Okay, putting the family tree aside for a minute, there is a good reason that I am in Düsseldorf this week. The city, and specifically the Congress Center, is playing host to the IBM European WebSphere Technical Conference. I am here presenting sessions that include a WebSphere CloudBurst overview, a WebSphere CloudBurst hands-on lab, and an up-close look at one of our internal team's use of the appliance. I have done each of these sessions once so far, and attendance was great, audience participation high, and feedback forthcoming. I am hearing and seeing the same thing in other sessions, which is of course, ideal for us presenters.

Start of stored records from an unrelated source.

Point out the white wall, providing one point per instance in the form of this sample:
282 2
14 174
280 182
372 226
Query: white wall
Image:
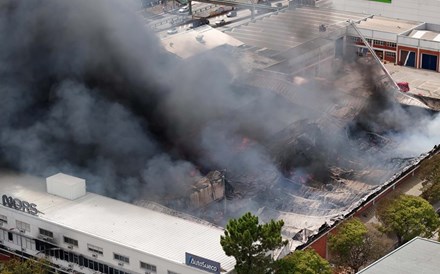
83 239
417 10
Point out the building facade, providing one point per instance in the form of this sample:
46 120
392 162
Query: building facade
80 232
417 10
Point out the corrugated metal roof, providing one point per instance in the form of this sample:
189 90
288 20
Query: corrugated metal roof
417 256
425 35
289 28
390 25
136 227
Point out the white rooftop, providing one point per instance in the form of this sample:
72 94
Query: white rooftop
196 41
136 227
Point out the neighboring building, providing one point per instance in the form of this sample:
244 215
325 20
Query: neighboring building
83 232
417 10
417 256
402 42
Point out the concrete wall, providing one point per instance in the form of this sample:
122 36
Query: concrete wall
418 10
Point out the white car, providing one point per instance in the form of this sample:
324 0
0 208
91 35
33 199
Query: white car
184 9
172 31
220 22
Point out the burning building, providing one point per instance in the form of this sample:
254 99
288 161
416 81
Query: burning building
300 130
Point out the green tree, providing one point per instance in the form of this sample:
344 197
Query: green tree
407 217
429 172
16 266
303 262
250 243
354 244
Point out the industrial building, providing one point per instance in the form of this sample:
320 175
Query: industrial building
284 47
87 233
82 232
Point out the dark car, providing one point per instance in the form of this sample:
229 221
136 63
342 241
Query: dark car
232 13
220 22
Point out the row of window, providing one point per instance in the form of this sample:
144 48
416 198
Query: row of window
375 42
22 226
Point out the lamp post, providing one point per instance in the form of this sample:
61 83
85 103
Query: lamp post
21 231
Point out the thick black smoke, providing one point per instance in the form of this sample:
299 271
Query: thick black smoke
88 90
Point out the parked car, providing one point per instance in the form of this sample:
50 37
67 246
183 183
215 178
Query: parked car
232 13
184 9
220 22
172 31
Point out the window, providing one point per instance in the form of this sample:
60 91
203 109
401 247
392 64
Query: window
3 219
46 233
22 226
70 241
148 267
121 258
28 243
390 54
391 44
379 42
95 249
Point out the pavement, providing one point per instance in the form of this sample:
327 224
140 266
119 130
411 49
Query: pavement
421 82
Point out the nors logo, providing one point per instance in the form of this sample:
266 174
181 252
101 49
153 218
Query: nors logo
19 205
202 263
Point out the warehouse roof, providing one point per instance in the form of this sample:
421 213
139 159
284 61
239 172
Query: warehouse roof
390 25
289 28
135 227
425 35
417 256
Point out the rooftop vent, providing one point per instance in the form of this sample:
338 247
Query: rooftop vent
66 186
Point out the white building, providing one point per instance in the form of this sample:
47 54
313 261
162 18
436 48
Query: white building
82 232
417 10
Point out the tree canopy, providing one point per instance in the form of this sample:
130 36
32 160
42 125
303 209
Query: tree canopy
303 262
16 266
351 245
430 172
250 243
407 217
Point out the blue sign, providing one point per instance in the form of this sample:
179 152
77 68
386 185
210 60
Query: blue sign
202 263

Now, to focus in on WebSphere CloudBurst for a bit, it seems that I am hearing a recurring question this week from the mostly European audience: "Why is WebSphere CloudBurst delivered as an appliance?" I am sure that I addressed this question in a previous blog post, but I believe it bears revisiting. There are various reasons I could give for the appliance form factor, but I like to distill all of that down into three major reasons: Consumability, Performance, and Security.

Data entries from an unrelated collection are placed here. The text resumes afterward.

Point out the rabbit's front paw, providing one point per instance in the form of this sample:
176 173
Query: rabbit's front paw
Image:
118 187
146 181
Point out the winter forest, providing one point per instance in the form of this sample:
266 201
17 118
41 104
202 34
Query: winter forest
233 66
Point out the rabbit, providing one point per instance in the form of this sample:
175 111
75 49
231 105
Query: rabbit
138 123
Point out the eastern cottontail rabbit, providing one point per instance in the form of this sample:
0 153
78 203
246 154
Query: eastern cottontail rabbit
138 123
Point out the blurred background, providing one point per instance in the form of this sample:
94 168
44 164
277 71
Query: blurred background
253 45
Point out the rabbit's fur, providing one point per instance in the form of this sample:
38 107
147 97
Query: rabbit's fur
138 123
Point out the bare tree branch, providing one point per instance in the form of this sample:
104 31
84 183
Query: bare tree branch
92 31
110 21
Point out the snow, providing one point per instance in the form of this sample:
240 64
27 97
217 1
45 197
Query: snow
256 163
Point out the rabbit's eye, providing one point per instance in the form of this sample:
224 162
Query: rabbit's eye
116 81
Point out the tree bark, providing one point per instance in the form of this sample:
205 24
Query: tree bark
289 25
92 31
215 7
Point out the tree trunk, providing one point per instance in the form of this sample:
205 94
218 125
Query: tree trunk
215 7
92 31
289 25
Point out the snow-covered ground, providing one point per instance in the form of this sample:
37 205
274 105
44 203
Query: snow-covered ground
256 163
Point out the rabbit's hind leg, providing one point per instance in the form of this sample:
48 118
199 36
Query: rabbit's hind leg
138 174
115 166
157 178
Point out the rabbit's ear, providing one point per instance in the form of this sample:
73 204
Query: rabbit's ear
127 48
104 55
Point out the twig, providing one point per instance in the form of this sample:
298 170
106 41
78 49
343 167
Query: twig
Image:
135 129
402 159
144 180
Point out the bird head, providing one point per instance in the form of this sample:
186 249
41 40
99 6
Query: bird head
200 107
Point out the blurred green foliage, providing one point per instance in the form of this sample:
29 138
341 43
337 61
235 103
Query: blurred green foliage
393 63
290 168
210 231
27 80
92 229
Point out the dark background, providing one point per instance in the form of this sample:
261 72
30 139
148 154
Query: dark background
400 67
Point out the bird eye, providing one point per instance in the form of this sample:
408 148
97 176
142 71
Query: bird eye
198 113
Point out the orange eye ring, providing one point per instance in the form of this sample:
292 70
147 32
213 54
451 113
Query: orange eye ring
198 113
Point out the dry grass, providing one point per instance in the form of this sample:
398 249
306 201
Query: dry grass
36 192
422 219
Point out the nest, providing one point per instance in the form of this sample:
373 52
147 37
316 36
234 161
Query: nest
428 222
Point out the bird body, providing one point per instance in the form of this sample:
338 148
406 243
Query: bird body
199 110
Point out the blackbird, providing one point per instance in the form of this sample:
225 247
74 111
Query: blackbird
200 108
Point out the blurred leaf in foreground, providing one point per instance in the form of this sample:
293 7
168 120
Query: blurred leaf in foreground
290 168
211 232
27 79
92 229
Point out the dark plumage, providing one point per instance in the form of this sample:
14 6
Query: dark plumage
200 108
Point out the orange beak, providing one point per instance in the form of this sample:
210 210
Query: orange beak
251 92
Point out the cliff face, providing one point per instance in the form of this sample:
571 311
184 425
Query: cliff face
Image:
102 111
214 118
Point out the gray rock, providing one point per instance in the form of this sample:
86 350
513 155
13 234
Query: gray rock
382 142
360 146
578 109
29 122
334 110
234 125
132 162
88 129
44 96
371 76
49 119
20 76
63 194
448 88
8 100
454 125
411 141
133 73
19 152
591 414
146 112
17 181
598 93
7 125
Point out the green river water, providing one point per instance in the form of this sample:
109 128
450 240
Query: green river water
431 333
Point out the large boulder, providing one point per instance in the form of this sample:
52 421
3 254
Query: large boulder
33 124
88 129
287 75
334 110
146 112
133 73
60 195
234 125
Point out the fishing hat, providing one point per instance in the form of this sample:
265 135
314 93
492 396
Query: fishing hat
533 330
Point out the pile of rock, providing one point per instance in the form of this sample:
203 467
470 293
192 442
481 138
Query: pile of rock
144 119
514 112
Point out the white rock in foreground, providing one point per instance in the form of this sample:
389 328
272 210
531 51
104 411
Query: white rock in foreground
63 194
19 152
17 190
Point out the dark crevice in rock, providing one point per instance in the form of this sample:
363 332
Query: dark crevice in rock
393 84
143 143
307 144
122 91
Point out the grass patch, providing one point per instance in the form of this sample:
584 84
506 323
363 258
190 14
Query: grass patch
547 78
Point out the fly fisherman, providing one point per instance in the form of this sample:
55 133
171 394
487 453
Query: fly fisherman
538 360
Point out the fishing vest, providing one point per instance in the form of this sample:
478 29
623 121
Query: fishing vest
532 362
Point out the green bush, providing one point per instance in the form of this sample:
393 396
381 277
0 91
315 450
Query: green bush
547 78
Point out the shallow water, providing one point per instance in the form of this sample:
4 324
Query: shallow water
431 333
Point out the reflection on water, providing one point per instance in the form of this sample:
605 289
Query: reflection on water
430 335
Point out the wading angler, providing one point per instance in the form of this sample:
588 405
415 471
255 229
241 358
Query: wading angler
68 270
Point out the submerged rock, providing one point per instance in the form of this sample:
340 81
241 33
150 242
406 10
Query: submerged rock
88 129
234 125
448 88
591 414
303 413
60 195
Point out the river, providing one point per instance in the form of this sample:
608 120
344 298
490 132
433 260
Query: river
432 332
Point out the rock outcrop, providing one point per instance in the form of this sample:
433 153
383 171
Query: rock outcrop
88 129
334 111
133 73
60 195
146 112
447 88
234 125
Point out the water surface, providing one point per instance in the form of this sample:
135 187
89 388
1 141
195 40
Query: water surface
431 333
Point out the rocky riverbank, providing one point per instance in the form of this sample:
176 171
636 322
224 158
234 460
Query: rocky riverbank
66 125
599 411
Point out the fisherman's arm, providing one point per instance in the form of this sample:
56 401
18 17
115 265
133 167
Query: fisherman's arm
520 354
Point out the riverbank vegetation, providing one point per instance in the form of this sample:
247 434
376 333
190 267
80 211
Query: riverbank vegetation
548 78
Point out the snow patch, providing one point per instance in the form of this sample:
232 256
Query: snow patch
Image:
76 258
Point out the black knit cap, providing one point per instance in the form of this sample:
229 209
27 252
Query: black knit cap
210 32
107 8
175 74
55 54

From a solution consumability perspective, nothing beats the appliance approach. WebSphere CloudBurst is an integrated hardware and software solution that delivers a specific set of function. You do not have to install software, procure and maintain storage for resources on the appliance (images, patterns, scripts, etc.), and maintain software components over time. You simply drop the appliance in to your data center, perform a one-time initialization, hook it up to the network, and you are ready to start leveraging WebSphere CloudBurst to build out your private cloud. While there is definitely work to setup the cloud infrastructure that WebSphere CloudBurst deploys environments to, we can completely eliminate a significant portion of solution implementation lead time by delivering everything you need in the appliance.

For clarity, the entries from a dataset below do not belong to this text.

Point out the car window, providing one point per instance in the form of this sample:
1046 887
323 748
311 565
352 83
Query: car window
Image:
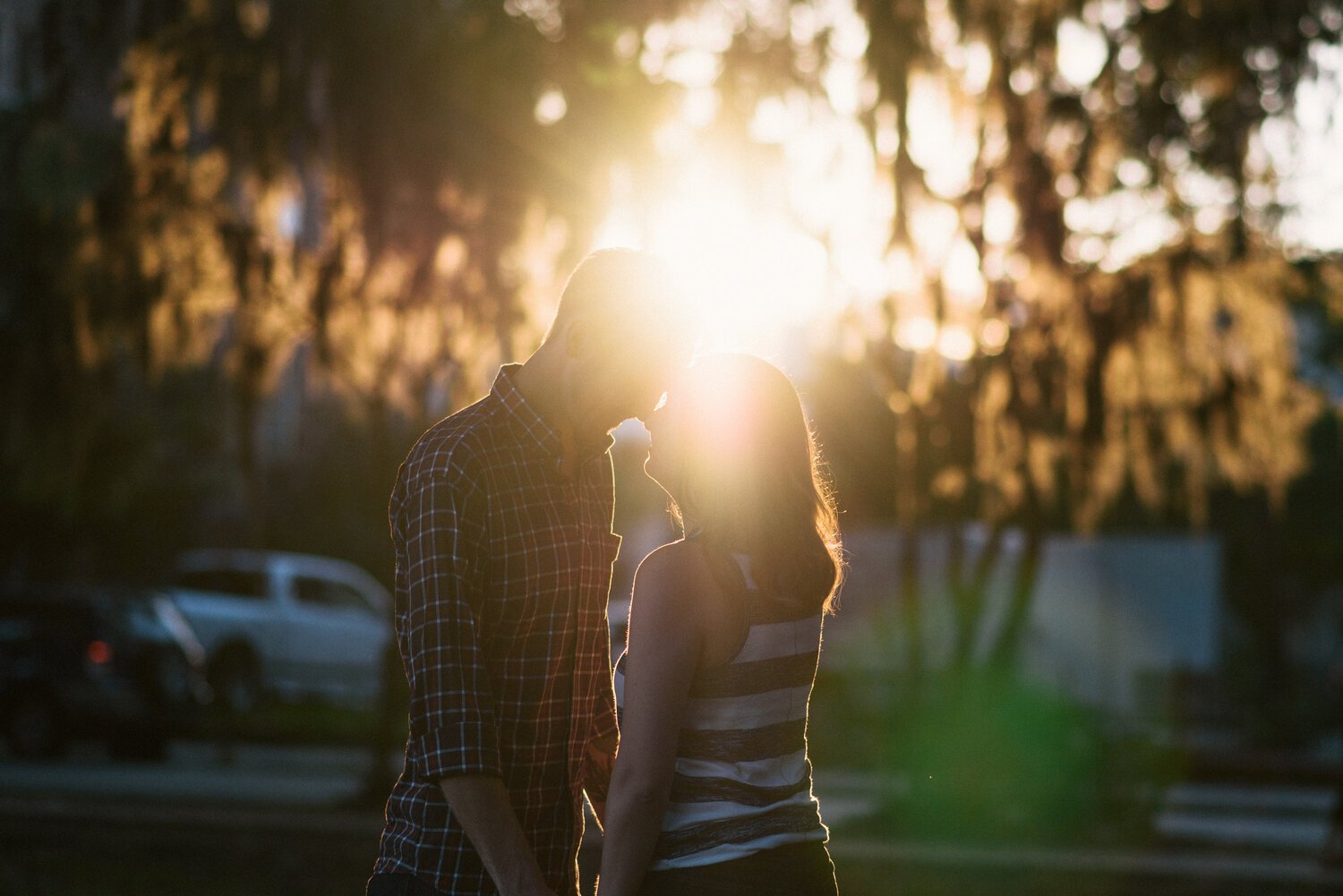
236 582
328 594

The performance benefits of an appliance approach are a natural result of building an integrated hardware and software stack. Design and development teams provide optimizations in both the hardware and software based on the fact that both the hardware and software have intimate knowledge of each other's design. In other words, this is not a 'least common denominator' tuning approach. Rather, the integrated design leads to enhanced performance for the specific set of functionality provided by WebSphere CloudBurst.
Finally, appliances enable us to deliver a very hardened, secure device. We provide private key encryption of every resource stored on the appliance. That private key is unique to each appliance and cannot be modified. In addition, the physical casing is tamper-resistant. If someone removes the casing, a 'Get Smart' style kill switch puts the appliance in a dormant state. You must send the appliance to IBM so we can reset it before further use, thus providing an additional layer of physical protection on top of the encryption. These security features, plus more, like a shield that prevents anyone from executing code on the appliance, come right out of the box and require no end-user configuration activity. In this way, you can simply focus on leveraging the user security and access controls provided by WebSphere CloudBurst.
If you had any questions on the rationale behind the appliance form factor of WebSphere CloudBurst, I hope this helps. I am off for now... back to the conference and the wonderful city of Düsseldorf.